Life's not all about pulling the A's

By John Brannon

So I’m sitting at home last Sunday, and post-Super Bowl boredom has set in. It happens every year. I go to church in the morning, worship and spend time with friends. I come home around noon and relax.

A little while later a few people come over and all of a sudden there’s more food in my kitchen than I’ve seen all year. The game comes—and the game goes, and all of a sudden I’m at the other end of the bell curve.

So here I sit, two to three hours worth of homework to do with plenty of reading to boot, and I can’t get myself to go back to my room, and get to work. Have you ever had that feeling? You know what you should do, but you just can’t bring yourself to get responsible. I do it all the time, and I suppose that’s why I don’t have a higher GPA.

But then—I do have friends who would go so far as to skip the game—even if they were huge fans—to do some early semester homework that seems so vital in order to not fall behind in classes (you know who you are). I have six classes this semester, and I’ll tell you what, I’m really not all that concerned. I suppose I should be, considering the difficulty of some of the classes that I do have. Thank the good Lord for credit/no credit grading.

So how responsible should one be in college when it comes to classes and class work?

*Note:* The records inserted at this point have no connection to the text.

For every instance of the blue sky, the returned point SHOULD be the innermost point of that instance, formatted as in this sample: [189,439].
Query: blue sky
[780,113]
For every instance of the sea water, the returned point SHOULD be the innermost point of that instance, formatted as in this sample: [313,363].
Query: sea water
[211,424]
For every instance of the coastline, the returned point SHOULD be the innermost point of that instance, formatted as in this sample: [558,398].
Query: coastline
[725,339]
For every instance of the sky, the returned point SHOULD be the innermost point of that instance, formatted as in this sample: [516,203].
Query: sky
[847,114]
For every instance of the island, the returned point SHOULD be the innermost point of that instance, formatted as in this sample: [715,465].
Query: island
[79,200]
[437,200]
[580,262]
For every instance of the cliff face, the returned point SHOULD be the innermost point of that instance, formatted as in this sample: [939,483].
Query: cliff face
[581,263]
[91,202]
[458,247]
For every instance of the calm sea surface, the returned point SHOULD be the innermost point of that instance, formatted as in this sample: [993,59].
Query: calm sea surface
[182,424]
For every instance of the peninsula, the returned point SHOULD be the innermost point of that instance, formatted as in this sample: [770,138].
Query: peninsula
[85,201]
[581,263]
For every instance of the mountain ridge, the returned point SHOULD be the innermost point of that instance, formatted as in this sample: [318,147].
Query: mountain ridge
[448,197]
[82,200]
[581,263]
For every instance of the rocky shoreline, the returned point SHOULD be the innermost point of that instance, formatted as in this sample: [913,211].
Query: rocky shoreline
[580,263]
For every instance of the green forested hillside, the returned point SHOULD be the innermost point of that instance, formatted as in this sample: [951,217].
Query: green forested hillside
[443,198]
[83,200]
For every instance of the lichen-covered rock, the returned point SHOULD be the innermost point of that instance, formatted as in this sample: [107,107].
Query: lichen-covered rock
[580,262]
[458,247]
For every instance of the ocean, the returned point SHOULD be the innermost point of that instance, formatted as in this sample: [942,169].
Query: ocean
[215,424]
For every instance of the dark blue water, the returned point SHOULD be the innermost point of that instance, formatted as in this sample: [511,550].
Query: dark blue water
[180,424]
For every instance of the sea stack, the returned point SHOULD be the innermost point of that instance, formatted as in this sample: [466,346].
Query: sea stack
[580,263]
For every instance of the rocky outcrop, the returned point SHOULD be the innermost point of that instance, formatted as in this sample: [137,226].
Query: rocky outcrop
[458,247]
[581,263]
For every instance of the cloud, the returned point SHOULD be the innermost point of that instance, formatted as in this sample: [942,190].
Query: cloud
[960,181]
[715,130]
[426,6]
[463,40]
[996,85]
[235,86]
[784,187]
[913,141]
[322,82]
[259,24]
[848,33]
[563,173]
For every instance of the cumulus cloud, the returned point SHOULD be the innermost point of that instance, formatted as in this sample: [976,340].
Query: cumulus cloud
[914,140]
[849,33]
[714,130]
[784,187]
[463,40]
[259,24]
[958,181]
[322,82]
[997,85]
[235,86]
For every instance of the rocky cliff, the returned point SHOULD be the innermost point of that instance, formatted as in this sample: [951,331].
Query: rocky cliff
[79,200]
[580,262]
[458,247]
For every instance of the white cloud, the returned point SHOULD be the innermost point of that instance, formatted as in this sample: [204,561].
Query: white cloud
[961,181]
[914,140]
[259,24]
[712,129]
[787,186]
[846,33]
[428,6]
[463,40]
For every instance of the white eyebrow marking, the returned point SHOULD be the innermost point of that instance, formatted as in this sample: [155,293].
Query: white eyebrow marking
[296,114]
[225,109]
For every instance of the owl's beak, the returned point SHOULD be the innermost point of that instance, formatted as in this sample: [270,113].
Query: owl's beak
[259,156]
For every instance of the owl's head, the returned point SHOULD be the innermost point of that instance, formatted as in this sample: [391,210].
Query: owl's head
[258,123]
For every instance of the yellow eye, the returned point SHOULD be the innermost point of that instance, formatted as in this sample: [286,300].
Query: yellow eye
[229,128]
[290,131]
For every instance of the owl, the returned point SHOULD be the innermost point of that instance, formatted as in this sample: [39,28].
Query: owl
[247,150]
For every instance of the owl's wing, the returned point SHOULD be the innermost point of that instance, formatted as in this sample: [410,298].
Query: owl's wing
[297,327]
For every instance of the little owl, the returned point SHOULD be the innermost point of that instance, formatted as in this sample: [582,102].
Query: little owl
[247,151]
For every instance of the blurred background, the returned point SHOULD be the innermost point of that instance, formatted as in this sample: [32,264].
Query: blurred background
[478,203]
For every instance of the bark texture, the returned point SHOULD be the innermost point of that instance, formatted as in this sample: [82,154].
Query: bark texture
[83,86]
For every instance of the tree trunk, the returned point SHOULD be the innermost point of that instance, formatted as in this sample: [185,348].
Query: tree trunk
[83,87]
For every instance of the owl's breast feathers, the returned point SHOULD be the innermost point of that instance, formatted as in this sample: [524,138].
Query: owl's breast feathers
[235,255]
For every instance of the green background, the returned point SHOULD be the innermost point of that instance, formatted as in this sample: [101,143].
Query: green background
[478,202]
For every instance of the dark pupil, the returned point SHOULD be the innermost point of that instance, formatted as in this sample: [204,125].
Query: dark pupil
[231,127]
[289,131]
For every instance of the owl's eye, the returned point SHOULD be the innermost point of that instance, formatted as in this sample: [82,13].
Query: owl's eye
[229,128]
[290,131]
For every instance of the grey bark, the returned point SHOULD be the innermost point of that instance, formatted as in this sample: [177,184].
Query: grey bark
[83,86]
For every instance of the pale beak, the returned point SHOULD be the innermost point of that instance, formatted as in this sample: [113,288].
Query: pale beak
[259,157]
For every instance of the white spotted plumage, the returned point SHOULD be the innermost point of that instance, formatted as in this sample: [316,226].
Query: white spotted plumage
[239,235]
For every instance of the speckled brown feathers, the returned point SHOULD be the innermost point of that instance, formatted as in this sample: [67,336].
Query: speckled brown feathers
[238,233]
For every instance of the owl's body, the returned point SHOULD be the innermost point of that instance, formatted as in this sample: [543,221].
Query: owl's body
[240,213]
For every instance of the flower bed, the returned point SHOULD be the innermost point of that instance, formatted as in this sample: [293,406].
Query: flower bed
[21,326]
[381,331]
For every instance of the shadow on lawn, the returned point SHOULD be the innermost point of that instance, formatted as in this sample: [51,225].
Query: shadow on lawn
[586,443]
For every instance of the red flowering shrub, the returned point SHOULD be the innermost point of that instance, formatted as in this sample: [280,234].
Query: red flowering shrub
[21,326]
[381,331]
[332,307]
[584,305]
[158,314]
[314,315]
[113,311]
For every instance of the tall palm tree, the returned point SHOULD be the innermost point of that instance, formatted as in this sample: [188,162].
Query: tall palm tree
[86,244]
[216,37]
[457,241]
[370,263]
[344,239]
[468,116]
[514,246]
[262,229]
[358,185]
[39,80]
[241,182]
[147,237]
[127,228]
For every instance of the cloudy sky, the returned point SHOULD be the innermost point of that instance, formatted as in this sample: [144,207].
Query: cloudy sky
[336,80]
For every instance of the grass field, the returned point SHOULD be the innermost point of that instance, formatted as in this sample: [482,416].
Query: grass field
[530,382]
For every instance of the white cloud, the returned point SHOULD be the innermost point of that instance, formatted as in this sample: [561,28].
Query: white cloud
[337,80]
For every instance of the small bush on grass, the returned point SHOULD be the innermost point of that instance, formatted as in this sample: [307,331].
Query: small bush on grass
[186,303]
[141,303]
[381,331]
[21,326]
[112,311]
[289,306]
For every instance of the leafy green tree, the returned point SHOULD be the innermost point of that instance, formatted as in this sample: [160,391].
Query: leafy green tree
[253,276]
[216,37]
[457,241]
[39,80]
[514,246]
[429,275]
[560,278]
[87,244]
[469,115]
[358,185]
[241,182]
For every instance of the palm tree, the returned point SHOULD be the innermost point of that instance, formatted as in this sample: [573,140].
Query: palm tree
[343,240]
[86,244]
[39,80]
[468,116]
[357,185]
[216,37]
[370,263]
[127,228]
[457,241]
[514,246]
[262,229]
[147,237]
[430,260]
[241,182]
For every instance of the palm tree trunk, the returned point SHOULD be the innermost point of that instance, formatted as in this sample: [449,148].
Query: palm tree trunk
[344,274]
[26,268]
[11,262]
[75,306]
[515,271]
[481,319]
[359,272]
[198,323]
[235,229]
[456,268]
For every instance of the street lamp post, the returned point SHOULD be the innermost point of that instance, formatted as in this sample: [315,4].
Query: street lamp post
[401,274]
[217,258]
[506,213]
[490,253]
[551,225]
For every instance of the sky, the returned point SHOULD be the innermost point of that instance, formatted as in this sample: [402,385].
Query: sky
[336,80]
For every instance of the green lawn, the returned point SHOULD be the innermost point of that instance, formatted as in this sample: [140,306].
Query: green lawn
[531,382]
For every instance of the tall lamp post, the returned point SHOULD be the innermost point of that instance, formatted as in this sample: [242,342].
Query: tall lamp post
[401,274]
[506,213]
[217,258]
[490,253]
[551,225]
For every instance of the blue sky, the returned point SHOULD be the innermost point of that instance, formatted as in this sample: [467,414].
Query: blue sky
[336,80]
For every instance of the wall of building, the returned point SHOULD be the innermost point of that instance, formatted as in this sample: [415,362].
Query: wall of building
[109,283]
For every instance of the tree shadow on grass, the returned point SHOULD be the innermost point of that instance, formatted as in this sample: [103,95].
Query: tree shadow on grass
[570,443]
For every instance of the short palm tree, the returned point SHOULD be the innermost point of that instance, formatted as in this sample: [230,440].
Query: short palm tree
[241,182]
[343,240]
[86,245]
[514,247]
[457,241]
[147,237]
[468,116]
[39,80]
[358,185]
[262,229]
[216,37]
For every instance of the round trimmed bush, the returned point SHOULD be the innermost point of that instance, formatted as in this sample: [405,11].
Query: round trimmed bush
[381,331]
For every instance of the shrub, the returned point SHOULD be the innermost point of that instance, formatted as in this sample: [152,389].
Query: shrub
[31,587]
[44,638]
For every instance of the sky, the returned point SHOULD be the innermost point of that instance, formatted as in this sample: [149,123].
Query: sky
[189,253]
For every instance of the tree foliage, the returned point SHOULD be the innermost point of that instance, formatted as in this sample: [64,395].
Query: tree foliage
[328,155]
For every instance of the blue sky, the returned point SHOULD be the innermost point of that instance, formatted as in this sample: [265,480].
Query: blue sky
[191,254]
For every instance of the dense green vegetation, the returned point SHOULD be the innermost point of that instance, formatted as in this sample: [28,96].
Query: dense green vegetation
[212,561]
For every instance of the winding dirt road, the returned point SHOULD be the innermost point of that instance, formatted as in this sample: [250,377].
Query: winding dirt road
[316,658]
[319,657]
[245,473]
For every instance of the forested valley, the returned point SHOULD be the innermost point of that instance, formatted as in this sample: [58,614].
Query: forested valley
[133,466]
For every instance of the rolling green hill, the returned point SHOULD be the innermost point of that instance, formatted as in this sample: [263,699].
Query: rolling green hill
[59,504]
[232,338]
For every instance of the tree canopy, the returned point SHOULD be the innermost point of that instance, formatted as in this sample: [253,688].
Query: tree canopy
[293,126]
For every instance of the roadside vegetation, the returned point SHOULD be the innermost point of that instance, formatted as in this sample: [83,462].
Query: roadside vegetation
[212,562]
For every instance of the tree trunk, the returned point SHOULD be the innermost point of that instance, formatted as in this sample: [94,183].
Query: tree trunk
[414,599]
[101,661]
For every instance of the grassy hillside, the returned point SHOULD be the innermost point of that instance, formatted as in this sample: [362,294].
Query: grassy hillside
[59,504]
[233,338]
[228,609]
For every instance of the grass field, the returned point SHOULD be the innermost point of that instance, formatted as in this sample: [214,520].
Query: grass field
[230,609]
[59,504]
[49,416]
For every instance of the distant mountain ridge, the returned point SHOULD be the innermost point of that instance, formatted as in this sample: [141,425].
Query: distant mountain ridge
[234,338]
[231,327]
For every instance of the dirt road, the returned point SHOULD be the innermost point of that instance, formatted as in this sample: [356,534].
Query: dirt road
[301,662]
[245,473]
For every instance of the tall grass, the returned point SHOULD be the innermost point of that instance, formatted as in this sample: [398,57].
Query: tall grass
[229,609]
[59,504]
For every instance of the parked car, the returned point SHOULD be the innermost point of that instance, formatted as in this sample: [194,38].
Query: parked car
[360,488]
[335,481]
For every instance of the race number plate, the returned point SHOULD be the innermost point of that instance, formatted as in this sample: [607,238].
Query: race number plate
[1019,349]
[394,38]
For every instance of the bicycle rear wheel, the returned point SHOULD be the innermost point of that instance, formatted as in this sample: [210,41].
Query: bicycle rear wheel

Professors will all say that it’s essential to be in class every day, and to study hard every night.

Riiiight.

I love it when people actually buy into that myth. And if it’s not a myth, what’s it actually worth? Is an A worth all the stress that goes with it? Is an A worth sacrificing time with friends, family, or in my case, playing the guitar?

Over the course of these past few years, I’ve learned one indelible fact: Life is too short to stress over getting an A. The time that you spend investing your life into someone else and into your own self-development is by far more important than any amount of studying one might do, or any amount of notoriety that might go with that studying.

Sure, it would be great to have that piece of paper that said I made the Dean’s List or graduated Cum Laude. But in the end, it’s a piece of paper. You won’t find self-worth in it, just like you won’t find self-worth in the “great” job that comes with that honor. A life well spent is spent with a wide range of activity—with studying a small aspect of it.

If anything comes from reading this, I would hope that it be this—at some point this semester, when it seems that there couldn’t possibly be enough time to study for that big test on Monday, play hooky from the books for a little while and have coffee with a friend, play basketball with a buddy, go for a jog, read a book that you actually enjoy, go to church, play that instrument that you love, surprise your girlfriend or boyfriend with flowers, e-mail that friend you haven’t talked to in a year, take a solo trip to the mountains, or just do nothing for a while. You’ll be surprised at what gets done.